Modeling and analysis of nanobeams based on nonlocal-couple stress elasticity and surface energy theories

• A nonlocal Bernoulli–Euler model is developed based on couple stress and surface energy theories.
• Gurtin-Murdoch surface elasticity theory and modified couple stress theory are adopted.
• Effects of the local rotation and surface energy are studied in context of nonlocal elasticity.
• The Poisson’s effect is incorporated in the newly developed nanobeam model.
• Analytical solutions of the static bending and critical buckling load are derived.

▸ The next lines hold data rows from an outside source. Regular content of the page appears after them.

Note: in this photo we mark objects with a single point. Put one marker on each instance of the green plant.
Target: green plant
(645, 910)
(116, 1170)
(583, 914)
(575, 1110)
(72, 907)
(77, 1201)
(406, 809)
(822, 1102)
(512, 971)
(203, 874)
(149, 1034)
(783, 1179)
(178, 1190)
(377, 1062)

This paper aims to develop a new non-classical Bernoulli–Euler model, taking into account the effects of a set of size dependent factors which ignored by the classical continuum mechanics. Among those factors are the microstructure local rotation, long-range interactions between a particle and the other particles of the continuum and the surface energy effects. The model used the modified couple-stress theory to study the effect of the local rotational degree of freedom of a specific particle. Furthermore, the surface elasticity model developed by Gurtin and Murdoch has been used to determine the surface energy effects on the behavior of the particle. The effects of the local rotation and surface energy are investigated in the framework of nonlocal elasticity theory, which is employed to study the nonlocal and long-range interactions between the particles. In addition, Poisson׳s effect incorporated in the newly developed beam model. The equations of equilibrium and complete boundary conditions of the new beam are derived using the principle of virtual work.The developed model is validated, by comparing the obtained results with benchmark results. To illustrate the new model, analytical solutions for the static bending and critical buckling load are obtained. Numerical results reveal the significant effects of the nonlocal, microstructure, surface energy, length-to-height ratio and Poisson on the static bending and critical buckling load of nanobeams.